Zone II & III Amputations
- Perform all steps for Zone I injuries.
- Use bone rongeurs to clip bone 1–2 mm below the soft tissue level. Avoid rongeuring >0.5 cm to prevent damage to tendon attachments.
- Suture skin flaps only if they can be closed without tension. High-tension closures risk ischemia and delayed healing.
- If unable to close, allow healing by secondary intention. For hemostasis, consider applying Dermabond to the wound surface.
- Healing by secondary intention may take weeks to months, and sensation can take 12–18 months to return fully.
Pediatric Finger Amputations
In pediatric patients, even with exposed bone, a composite graft can be attempted by suturing the severed part back in place. This technique has a higher success rate in younger children (1–2 years old). If the amputated part is unavailable or nonviable, allow healing by secondary intention.
Distal Phalanx Fractures
Up to 50% of nail bed injuries are associated with distal phalanx fractures, classified into:
- Tuft fractures: Common, stable, and managed with splinting for 2–4 weeks.

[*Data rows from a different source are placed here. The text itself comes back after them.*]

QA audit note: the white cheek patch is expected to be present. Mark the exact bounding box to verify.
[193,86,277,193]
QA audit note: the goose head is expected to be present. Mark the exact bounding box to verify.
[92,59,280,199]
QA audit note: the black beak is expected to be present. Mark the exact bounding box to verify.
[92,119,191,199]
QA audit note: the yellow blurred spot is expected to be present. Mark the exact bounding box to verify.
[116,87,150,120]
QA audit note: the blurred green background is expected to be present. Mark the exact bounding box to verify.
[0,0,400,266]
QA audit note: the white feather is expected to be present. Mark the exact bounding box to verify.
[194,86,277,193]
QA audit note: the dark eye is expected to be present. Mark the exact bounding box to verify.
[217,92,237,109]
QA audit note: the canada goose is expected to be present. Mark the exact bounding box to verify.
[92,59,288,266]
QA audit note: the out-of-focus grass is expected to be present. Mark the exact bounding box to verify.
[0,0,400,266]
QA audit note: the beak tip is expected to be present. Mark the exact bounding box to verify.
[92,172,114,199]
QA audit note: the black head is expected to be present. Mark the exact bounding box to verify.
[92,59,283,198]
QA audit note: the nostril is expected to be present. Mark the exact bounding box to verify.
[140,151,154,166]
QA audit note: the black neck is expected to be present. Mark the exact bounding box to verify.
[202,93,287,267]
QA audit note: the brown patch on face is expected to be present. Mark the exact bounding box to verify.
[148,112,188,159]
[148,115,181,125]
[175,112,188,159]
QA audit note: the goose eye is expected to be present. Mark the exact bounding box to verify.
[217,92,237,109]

- Shaft fractures: Transverse fractures are stable; longitudinal fractures are more unstable. Reduce displaced fractures and splint from the middle to the distal phalanx, leaving the PIP joint mobile.
- Base fractures: Usually unstable and intra-articular, including mallet finger (dorsal base) and jersey finger (volar base).
Seymour Fractures
Seymour fractures are transverse fractures of the distal phalanx involving the physis, often accompanied by a nail bed injury. These injuries require:
- Nail removal.
- Copious irrigation and reduction of the fracture.

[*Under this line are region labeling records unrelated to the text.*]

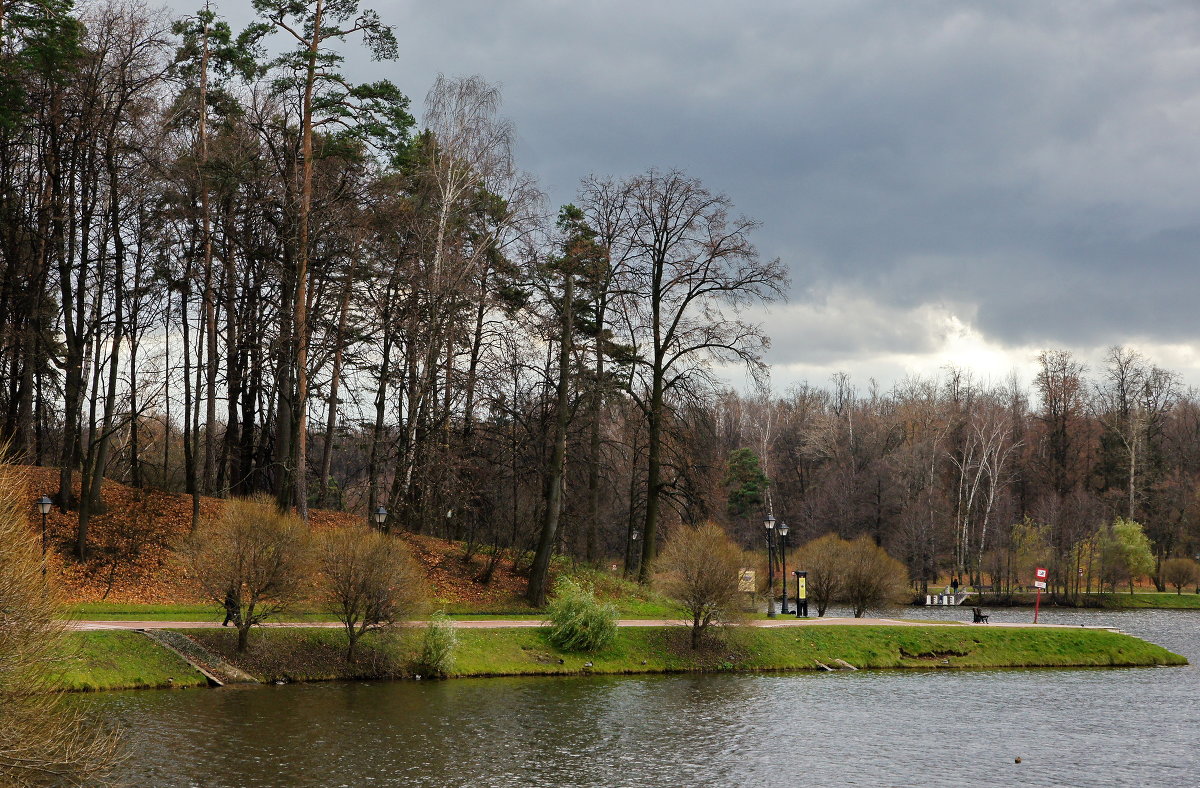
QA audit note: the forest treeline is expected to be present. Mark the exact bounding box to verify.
[0,0,1200,601]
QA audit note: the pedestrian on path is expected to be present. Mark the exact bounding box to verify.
[221,585,239,626]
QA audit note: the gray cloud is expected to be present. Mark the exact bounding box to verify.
[171,0,1200,379]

- Nail bed repair and splinting in slight extension.
- Antibiotics to reduce infection risk.
Unrecognized Seymour fractures can lead to nail deformities, physeal arrest, or osteomyelitis, so maintain a high index of suspicion.

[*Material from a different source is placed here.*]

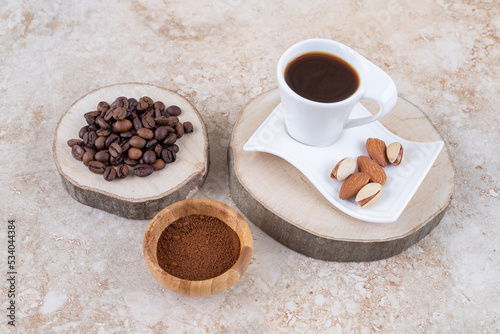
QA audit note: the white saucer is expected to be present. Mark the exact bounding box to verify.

Antibiotics for Open Fractures
The need for antibiotics in open distal phalanx fractures is debated. While principles of open fracture management advocate for antibiotics, distal phalanx fractures may differ due to:
- Excellent blood supply to the hand.
- Lower risk of periosteal stripping and contamination.
- Thorough ED irrigation facilitated by digital nerve blocks.
- Evidence:
- A 2016 systematic review (Metcalfe et al.) found no significant reduction in infection rates with antibiotics for open distal phalanx fractures when proper wound care was performed.
Indications for Antibiotic Prophylaxis
Consider antibiotics in the following scenarios:
- High-risk injuries: Gross contamination, animal/human bites.
- High-risk patients: Immunocompromised, peripheral vascular disease, smokers, etc.
- Open wounds: E.g., amputations left to heal by secondary intention.
- Seymour fractures.
For simple wounds in healthy patients, there is no strong evidence supporting prophylactic antibiotics when adequate wound care is provided.